Une progression intergalactique
Starfighter c'est un jeu à deux qui répond à deux critères très importants pour notre groupe de joueurs. Dans un premier temps c'est un jeu qui a une durée idéale pour le nombre de joueurs indiqués : 20min pour des connaisseurs qui jouent rapidement et 30 à 40min pour des joueurs débutants et/ou lent à jouer. Dans un second temps, c'est un jeu qui même s'il a une durée courte-moyenne, donne l'impression aux joueurs de réfléchir, poser une stratégie. C'est un jeu profond.
L'édition du jeu est presque irréprochable. Les cartes et les plateaux-croiseurs sont solides, la boite n'est pas trop grande et pourra largement contenir de nouvelles cartes si extension il y a. Le seul bémol qu'on lit déjà partout, c'est les marqueurs de dégâts, qui peuvent, si on joue avec des brutes, vite bouger et donc perturber le décompte. Une application est trouvable pour palier au problème, mais pour l'instant j'ai la chance de jouer plus régulièrement avec des gens calmes avec qui ça ne bouge pas trop.
Côté thématique j'étais un peu sceptique. Le côté science fiction ne me dérange pas du tout, j'aime bien même, mais j'avais du mal à croire les critiques parlant d'une thématique immersive. Quand j'ai vu les vidéos et photos, je dois dire que le côté croiseur et affrontement de chasseurs en ligne, je ne le voyais pas des masses. Et puis finalement en jouant ça prend quand même vie. Je n'irais pas jusqu'à dire que je vois des chasseurs virevolter dans le ciel, mais en tout cas quand je joue j'ai vraiment l'impression de mettre en place des chasseurs et de voir des lignes s'affronter. Je trouve que c'est d'autant plus visible avec l'effet « destruction de chasseur ». Bref, c'était pas gagné, mais finalement ça fonctionne assez bien.
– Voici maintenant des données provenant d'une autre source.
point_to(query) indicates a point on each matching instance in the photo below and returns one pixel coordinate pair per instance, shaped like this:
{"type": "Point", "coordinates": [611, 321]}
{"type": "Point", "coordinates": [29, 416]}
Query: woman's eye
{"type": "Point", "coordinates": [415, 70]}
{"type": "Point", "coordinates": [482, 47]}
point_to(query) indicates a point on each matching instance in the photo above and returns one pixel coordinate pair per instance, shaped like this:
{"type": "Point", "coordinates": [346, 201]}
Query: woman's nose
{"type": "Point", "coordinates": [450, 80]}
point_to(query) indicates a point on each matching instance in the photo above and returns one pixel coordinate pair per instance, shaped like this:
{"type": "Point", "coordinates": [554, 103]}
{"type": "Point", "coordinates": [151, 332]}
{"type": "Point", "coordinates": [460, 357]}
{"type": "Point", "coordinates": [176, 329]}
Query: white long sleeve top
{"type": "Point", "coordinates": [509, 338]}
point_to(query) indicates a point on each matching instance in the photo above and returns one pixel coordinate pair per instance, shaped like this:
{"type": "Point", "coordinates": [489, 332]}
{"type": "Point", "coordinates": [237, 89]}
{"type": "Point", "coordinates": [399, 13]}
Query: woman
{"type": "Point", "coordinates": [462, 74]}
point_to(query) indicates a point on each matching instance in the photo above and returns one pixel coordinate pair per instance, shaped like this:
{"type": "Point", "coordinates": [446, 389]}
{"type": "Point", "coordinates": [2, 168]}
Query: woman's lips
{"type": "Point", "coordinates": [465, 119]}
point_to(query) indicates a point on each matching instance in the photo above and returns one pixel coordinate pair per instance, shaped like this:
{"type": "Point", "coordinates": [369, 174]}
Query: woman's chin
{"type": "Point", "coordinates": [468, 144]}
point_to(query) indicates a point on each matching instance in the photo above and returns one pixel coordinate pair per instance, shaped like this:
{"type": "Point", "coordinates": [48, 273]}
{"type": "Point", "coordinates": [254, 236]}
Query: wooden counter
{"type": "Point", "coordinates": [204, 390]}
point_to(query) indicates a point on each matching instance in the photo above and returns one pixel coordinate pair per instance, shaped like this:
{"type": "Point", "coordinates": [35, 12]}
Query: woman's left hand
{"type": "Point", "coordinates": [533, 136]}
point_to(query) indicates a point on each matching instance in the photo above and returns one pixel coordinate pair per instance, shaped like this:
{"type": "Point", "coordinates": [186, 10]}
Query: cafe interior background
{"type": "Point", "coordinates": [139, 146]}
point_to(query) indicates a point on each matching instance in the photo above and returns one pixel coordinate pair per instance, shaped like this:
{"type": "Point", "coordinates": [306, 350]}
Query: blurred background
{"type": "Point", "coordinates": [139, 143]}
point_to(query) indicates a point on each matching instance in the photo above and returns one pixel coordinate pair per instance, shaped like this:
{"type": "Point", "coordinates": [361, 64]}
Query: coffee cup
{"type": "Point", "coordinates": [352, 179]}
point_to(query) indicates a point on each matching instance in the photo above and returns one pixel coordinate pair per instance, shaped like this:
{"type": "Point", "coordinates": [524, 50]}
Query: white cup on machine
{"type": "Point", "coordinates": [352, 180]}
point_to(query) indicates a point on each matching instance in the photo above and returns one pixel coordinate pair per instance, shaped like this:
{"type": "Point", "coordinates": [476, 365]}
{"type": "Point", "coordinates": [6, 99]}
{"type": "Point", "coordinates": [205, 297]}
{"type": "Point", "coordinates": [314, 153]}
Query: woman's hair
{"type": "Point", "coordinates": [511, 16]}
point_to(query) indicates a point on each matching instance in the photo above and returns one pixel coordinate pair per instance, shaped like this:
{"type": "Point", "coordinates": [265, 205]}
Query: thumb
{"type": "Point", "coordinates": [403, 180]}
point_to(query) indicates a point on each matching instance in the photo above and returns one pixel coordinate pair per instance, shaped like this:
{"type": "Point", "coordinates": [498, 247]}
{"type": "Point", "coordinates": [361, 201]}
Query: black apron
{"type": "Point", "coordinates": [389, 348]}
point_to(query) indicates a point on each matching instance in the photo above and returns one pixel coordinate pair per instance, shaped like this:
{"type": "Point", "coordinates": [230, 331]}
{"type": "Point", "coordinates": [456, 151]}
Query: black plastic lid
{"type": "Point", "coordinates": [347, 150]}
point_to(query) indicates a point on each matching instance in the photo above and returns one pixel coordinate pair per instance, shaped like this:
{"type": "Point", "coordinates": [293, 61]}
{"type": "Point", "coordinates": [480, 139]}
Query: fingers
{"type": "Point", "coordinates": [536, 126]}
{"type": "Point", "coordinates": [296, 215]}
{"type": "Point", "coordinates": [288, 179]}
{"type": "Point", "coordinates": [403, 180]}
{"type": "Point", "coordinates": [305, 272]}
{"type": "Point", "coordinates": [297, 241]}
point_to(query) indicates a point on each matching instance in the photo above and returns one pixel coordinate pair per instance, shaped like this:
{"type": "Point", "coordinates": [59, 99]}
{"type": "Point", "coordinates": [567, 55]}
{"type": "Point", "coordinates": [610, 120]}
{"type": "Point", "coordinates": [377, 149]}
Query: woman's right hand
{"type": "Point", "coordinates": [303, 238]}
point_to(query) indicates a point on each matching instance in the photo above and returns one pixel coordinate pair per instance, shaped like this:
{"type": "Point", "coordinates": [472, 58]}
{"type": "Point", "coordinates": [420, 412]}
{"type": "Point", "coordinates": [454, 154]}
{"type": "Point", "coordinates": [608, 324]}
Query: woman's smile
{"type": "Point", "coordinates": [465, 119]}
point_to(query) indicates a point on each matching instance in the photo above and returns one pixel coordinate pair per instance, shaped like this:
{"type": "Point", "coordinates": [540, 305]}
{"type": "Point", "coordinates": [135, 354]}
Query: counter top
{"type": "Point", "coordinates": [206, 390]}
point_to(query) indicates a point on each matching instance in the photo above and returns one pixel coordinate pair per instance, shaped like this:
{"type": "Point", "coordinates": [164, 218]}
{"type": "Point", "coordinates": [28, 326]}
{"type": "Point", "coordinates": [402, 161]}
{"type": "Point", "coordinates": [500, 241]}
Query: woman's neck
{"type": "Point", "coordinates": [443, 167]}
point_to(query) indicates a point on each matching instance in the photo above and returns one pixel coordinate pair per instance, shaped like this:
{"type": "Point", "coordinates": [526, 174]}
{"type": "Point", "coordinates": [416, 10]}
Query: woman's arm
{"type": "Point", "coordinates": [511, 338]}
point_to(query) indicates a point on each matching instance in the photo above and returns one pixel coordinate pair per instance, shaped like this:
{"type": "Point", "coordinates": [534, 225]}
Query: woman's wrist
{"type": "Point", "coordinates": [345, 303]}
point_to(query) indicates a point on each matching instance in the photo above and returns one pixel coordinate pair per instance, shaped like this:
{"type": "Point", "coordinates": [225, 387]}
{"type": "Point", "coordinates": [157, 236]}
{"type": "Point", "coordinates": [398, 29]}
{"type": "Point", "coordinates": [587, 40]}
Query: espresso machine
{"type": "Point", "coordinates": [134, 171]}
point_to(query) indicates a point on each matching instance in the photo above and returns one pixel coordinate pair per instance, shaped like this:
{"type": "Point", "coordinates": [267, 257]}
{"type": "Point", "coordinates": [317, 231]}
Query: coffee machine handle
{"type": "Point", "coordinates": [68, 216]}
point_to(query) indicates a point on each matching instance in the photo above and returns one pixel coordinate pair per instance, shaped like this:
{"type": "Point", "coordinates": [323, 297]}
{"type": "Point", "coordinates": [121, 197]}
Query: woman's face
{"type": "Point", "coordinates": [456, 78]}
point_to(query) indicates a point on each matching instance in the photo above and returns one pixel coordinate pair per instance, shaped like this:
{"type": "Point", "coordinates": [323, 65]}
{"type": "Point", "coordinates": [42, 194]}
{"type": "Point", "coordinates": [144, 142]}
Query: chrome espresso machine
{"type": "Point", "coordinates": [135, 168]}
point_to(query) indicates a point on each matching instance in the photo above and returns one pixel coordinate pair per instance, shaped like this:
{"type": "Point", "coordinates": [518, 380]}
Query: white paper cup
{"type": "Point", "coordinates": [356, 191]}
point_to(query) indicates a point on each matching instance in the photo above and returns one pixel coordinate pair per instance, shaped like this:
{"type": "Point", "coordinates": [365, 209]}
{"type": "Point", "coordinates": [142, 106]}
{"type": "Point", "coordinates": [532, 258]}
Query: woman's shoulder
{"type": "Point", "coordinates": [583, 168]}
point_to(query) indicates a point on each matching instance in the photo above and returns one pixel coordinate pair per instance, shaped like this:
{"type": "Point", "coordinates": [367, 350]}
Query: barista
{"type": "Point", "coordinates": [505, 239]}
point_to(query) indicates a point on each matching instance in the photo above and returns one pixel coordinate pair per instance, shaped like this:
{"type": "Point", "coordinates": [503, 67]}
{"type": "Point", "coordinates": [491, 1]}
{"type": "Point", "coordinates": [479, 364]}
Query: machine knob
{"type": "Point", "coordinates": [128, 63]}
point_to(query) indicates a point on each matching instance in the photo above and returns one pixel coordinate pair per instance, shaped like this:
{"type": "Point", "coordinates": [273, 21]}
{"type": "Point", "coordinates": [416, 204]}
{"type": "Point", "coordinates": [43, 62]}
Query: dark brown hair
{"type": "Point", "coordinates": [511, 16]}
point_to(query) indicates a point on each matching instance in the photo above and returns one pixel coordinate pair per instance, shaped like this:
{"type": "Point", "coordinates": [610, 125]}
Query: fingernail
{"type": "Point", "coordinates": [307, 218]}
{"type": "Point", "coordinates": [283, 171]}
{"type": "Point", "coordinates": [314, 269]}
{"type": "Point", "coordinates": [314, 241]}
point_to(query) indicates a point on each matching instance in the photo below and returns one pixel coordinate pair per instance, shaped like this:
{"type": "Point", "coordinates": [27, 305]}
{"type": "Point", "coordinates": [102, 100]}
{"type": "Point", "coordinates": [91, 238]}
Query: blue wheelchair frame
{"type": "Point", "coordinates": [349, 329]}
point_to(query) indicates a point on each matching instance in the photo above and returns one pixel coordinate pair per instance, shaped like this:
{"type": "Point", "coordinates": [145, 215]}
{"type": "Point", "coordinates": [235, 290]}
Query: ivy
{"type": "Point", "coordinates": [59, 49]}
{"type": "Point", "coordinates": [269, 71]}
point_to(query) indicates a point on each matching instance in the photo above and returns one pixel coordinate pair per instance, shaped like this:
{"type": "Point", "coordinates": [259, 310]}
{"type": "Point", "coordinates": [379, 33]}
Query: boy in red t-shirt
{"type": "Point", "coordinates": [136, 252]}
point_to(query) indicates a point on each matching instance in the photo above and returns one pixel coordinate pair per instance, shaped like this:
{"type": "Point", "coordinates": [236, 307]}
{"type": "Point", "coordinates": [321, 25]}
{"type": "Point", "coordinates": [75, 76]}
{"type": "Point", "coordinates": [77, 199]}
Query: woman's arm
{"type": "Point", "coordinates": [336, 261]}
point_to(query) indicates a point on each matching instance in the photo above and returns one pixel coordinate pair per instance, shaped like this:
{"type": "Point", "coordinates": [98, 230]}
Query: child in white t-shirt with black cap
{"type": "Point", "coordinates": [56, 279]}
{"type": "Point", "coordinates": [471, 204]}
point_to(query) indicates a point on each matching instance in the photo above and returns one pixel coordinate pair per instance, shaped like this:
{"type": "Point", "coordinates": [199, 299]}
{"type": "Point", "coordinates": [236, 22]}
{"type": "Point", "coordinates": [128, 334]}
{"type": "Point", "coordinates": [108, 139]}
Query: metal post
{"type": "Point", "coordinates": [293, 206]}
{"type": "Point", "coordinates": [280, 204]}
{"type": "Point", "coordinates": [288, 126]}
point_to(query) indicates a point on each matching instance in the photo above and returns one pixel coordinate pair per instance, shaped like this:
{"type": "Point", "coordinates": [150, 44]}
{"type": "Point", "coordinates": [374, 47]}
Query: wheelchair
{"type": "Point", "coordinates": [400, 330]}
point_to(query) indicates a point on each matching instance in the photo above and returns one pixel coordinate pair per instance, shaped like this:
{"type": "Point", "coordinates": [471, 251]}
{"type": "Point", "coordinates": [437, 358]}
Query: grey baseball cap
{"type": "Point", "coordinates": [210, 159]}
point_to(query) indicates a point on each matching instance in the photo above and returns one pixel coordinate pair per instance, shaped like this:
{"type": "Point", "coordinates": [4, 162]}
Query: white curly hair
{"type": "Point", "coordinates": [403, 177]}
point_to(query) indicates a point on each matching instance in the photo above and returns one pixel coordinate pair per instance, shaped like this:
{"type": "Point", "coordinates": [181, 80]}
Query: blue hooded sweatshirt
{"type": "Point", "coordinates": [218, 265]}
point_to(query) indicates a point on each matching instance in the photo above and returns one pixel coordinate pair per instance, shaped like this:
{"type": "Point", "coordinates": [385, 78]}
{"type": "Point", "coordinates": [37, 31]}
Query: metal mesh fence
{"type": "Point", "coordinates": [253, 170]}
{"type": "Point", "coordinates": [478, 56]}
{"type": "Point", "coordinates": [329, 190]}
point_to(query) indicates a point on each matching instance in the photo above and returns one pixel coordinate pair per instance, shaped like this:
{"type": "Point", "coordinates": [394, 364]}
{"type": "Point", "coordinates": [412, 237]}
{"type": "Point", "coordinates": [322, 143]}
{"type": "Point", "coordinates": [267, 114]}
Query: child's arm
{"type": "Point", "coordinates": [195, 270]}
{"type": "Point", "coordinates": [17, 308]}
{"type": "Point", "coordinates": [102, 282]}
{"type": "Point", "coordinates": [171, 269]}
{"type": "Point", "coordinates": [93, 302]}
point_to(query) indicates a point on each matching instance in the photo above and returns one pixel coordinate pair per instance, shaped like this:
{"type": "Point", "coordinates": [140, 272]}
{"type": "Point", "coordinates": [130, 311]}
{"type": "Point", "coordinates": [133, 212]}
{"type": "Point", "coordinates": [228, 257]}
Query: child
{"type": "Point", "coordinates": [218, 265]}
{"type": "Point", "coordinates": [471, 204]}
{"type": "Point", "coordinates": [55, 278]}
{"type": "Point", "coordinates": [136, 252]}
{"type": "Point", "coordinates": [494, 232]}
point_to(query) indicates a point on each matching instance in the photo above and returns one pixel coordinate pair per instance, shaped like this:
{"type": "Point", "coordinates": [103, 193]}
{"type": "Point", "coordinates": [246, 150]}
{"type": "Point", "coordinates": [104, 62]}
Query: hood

Mais finalement la plus grosse qualité du jeu pour moi c'est la fabuleuse courbe d'apprentissage, qui est en plus calculé. C'est à dire qu'il faut s'attendre lors des premières parties à ne percevoir que la partie émergé de l'iceberg. Au début on tâtonne, on fait des testes, on voit si ça marche, on apprend de ses erreurs. Le mode entraînement prévoit justement des cartes aux effets relativement simples et deux croiseurs, plus facilement maîtrisable que les deux autres présents dans la boite, afin de se familiariser aux mécanismes. Le mode escarmouche introduit les deux nouveaux croiseurs, ainsi que des nouvelles cartes avec 4 nouveaux effets plus violents. Ce mode de jeu permet aux joueurs de peu à peu gagner en réflexes, en maîtrises, en anticipations. Bref, de véritablement dompter la bête et de peu à peu la maîtriser. Clairement, ce mode de jeu pourrait presque se suffire à lui même, tant il faut envisager un nombre très importants de parties avant de se lancer dans le mode guerre totale. Pourtant le jeu a aussi été conçu pour aboutir à ce dernier mode de jeu, ou on construit son propre deck. Alors forcément cette perspective est très attirante et même quand on sait qu'on est loin de pouvoir se lancer dans l'élaboration d'un deck, on se surprend à réfléchir à des éventualités, des combos et des équilibrages de cartes en fonction de tel ou tel croiseurs. Alors même si je n'y suis pas encore, et que je viendrais étayer ma critique du jeu quand j'aurais essayé le mode guerre totale, clairement, je sais que j'y viendrais tôt ou tard, parce que le jeu est suffisamment addictif pour donner envie d'y revenir et de persévérer.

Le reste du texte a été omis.